Paper Explores Whether Lou Gehrig Experienced a Temporary ALS Reversal in 1938
For three weeks during Lou Gehrig’s final season, the baseball legend appeared to shake off his symptoms of amyotrophic lateral sclerosis (ALS) and regain his flagging prowess.
Richard Bedlack, MD, PhD, founder and director of Duke University’s ALS clinic, and baseball author Dan Joseph, provide an analysis of this episode from the Iron Horse‘s last full season with the New York Yankees. in 1938. They suggest that Gehrig may have experienced a temporary ALS reversal, which might provide useful insights for researchers and those coping with the disorder.
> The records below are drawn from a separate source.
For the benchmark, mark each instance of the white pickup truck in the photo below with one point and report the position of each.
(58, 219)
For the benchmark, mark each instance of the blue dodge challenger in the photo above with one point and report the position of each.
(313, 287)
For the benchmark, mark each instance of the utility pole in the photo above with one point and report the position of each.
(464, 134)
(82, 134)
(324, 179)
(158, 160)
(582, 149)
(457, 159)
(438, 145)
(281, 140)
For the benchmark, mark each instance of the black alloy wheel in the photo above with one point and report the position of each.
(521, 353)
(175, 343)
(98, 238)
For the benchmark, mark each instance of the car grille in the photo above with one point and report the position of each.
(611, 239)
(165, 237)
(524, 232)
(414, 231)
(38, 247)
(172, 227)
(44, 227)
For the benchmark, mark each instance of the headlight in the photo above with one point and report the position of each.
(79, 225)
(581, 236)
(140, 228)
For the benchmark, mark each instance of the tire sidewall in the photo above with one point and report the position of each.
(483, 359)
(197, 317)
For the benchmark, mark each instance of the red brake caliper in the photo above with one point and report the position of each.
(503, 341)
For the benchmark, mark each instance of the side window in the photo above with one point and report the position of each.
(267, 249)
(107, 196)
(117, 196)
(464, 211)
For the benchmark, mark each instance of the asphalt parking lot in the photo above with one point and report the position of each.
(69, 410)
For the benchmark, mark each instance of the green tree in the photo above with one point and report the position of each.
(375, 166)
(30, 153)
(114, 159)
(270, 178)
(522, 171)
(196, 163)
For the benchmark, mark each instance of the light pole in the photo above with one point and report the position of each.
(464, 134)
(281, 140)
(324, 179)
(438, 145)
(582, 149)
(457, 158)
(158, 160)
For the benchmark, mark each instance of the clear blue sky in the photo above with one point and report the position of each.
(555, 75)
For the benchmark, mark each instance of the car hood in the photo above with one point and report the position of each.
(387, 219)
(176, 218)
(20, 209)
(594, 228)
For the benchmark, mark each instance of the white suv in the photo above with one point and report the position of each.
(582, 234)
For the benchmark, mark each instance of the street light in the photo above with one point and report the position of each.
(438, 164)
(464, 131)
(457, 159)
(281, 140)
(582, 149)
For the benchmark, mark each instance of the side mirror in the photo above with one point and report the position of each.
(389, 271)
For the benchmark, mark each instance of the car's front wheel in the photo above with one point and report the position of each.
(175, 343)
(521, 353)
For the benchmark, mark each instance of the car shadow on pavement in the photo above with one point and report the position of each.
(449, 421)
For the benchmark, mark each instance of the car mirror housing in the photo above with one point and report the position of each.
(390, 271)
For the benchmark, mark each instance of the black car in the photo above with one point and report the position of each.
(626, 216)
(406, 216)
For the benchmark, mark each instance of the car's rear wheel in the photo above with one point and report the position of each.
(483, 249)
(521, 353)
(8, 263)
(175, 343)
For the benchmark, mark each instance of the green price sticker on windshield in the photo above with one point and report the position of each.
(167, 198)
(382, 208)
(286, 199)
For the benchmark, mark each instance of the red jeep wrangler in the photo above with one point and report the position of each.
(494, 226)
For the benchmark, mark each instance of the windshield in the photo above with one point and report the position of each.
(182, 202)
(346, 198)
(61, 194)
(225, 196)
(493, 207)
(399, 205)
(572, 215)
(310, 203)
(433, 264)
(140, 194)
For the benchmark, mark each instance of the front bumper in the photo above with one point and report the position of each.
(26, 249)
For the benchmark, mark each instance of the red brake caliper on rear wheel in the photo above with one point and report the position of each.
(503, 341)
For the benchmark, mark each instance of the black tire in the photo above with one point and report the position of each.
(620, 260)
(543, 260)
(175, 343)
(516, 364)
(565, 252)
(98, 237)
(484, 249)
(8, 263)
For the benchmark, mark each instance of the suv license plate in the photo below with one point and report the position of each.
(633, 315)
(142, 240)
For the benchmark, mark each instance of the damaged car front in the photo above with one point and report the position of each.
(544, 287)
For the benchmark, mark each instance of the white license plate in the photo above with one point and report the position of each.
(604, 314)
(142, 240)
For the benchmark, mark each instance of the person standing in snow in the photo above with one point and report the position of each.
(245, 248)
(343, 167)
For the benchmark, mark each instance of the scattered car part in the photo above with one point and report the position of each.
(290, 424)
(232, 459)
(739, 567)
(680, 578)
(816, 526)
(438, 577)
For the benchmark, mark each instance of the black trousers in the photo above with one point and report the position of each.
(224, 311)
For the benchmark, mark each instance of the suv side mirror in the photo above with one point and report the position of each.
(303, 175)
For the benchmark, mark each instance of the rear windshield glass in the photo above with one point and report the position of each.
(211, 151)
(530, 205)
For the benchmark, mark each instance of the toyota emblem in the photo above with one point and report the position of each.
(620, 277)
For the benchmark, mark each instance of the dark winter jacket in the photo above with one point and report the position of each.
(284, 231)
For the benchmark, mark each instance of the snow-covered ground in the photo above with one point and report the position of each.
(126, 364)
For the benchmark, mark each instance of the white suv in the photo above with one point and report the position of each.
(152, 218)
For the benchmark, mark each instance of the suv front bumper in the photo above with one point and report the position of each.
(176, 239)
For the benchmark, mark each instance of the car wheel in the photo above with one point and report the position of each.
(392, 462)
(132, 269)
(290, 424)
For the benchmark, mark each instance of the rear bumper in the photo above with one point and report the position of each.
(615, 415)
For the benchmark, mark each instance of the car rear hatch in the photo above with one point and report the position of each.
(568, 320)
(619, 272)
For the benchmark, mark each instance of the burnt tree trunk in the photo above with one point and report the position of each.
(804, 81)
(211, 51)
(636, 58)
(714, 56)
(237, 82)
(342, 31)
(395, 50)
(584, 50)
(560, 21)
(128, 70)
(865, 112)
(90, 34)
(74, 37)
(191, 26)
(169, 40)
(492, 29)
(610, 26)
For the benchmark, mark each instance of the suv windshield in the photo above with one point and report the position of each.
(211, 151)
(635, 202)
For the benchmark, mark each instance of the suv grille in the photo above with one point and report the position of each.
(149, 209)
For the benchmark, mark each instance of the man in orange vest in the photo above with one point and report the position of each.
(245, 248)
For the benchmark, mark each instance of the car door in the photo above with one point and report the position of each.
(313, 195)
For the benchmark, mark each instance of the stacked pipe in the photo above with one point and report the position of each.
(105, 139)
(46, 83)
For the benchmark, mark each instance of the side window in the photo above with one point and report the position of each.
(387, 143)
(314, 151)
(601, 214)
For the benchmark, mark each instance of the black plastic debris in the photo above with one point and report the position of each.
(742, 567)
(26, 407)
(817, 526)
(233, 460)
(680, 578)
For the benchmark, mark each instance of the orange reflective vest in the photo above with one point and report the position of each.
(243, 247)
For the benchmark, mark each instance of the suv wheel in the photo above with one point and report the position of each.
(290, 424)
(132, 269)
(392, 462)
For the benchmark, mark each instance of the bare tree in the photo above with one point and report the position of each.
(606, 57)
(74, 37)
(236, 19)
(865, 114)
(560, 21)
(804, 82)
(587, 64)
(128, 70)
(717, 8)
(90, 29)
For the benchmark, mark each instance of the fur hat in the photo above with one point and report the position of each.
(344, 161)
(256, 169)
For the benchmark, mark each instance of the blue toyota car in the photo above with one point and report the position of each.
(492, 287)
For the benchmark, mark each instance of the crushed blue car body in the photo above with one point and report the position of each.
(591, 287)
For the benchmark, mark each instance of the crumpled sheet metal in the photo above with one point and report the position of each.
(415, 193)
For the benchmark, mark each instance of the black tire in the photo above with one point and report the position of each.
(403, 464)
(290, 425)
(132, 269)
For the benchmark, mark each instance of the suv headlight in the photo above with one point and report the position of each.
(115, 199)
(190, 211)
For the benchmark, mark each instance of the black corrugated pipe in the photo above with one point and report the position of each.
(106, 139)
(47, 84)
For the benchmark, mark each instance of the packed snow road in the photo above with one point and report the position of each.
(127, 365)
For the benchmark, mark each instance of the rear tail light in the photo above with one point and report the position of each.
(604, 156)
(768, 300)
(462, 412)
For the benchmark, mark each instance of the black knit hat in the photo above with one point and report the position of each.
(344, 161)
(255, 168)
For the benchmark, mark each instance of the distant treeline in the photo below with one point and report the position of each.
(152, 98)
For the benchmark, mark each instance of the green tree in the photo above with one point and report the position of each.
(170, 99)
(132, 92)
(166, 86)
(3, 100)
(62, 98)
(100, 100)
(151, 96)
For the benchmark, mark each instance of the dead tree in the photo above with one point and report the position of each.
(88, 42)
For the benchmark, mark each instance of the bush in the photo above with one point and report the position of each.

Their analysis, “A Great Yankee’s Indian Summer: Did Lou Gehrig Experience a Temporary ALS Reversal While Playing in August 1938?,” was published in RRNMF Neuromuscular Journal.
Despite being referred to by some scientists as “relentlessly progressive,” ALS patients occasionally experience periods of stability, called “plateaus,” and even of improvement, called “reversals.”
Reversals are typically brief and small in magnitude, although very rare large and persistent reversals have been reported.
Gehrig’s symptoms began in 1938 as he opened what would become his final season in a deep slump. He ended that season with the uncharacteristically low statistics of a .295 batting average (Gehrig’s career average was .340), 29 home runs, and 114 runs batted in (RBI).
Beginning on Aug. 7, however, the slump briefly appeared to end. Over three weeks, his batting average rose to .352, with six home runs and 22 RBI during one 10-game stretch. Throughout the 24 games played during that stretch, Gehrig hit nearly one-third of his home runs and RBI for the season.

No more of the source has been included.